Apparently I Have A Lot To Say...




These past months have sped by but wanted to check in and say "Hi" to my nonexistent readers and share what has been brewing in my head...

On Writing:

 Recently I downloaded an app to check my grammar. Apparently my grammar is so bad they want to charge me 139.00 for a subscription in order to fix it. Obviously they don't want me to write well, otherwise they would have comped the charge.

All this to say, some need a live in nanny. I need a live in editor.

The reason I downloaded the grammar app... I'm attempting to write a piece that is becoming increasingly difficult to compose because the comparison game is real and I'm the queen of self sabotage. Other's success makes my stomach clench with jealousy which in turn paralyzes my mind from forming sentences. I'm also finding it difficult to translate my deep emotion about my subject matter into a document worth reading.

On Recent Revelations:

 I've discovered the hard way the amount of time I'm wasting on Instagram and other social media outlets. Its amazing what one can accomplish when the bill doesn't get paid and the WiFi goes out.... BUT I STILL CAN'T STOP TAKING PHOTOS OF FOOD!

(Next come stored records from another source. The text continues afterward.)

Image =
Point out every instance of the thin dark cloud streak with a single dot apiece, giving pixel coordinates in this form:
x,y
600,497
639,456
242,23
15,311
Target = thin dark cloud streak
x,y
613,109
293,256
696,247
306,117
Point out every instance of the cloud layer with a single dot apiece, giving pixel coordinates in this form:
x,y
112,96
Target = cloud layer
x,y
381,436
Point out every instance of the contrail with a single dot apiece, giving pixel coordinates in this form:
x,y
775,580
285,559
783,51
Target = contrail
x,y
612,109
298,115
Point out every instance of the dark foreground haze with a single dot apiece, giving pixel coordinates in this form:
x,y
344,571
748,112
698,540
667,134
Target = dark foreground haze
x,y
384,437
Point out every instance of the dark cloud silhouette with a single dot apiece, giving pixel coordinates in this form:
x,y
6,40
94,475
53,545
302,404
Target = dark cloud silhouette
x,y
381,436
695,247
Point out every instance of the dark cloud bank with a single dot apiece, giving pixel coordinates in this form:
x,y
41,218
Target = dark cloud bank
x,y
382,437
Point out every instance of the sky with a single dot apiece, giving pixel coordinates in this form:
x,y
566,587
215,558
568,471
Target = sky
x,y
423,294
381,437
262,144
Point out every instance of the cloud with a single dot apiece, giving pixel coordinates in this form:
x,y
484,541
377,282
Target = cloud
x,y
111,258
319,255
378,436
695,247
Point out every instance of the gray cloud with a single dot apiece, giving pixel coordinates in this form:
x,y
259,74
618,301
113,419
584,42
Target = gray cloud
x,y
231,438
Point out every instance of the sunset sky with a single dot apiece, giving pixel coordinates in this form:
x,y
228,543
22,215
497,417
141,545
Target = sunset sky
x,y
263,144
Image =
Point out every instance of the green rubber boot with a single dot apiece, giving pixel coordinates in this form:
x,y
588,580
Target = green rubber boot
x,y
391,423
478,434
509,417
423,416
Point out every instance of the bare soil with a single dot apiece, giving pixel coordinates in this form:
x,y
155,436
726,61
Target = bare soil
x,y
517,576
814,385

Seriously though, I'm living vicariously through the experiences of others. In turn, I'm denying myself new adventures because I'm wasting time watching everybody else's! 

On Antidepressants:

Ever since I had my son 14 years ago I've been on one form or another of antidepressants. I believe they have helped me navigate through some tough seasons. I'm doing OK but I'm terrified to stop taking them. Less than a year ago, my doctor made a switch to a more effective med and lucky for me it came with the side effect of weight gain. Its really fun especially when it comes to putting my underwear on and I fall over. I know you're jealous. Ideally, I want to have natural remedies instead of drugs but yoga isn't quite cutting it. In addition, the meds are helping me deal with my anger issues in a proactive manner when it comes to subjects such as separation of families, misogynistic men and bad films.


On My Anger Issues:

See above


On Veganism:

For the 'most' part I've been a vegan for the past year and a half. It has been really hard for me because I'm all about cheese and butter. I call myself 'veganish' because I struggle with the cravings and give in to the occasional laminated dough perfection that is a chocolate croissant. My reason for trying to be a vegan is based on ethics only. Yeah, I get it. A plant based diet is a lot healthier than a carnivorous one but I hate the abuse so many living creatures endure so that we can have a BBQ. Also, I apologize for the judgmental vegans. They're a tough bunch but it doesn't represent all of us. I've had to kick my husband under the table a few times when he starts getting a bit overzealous with meat eaters.


On Raising Humans

At 47 I am keenly aware that time moves quickly. My kids are both in high school now. I have two summers left with my daughter before she ventures out on her own, most likely in a van traveling to see the biggest ball of yarn. And yes, in case you're wondering, she wants to see it.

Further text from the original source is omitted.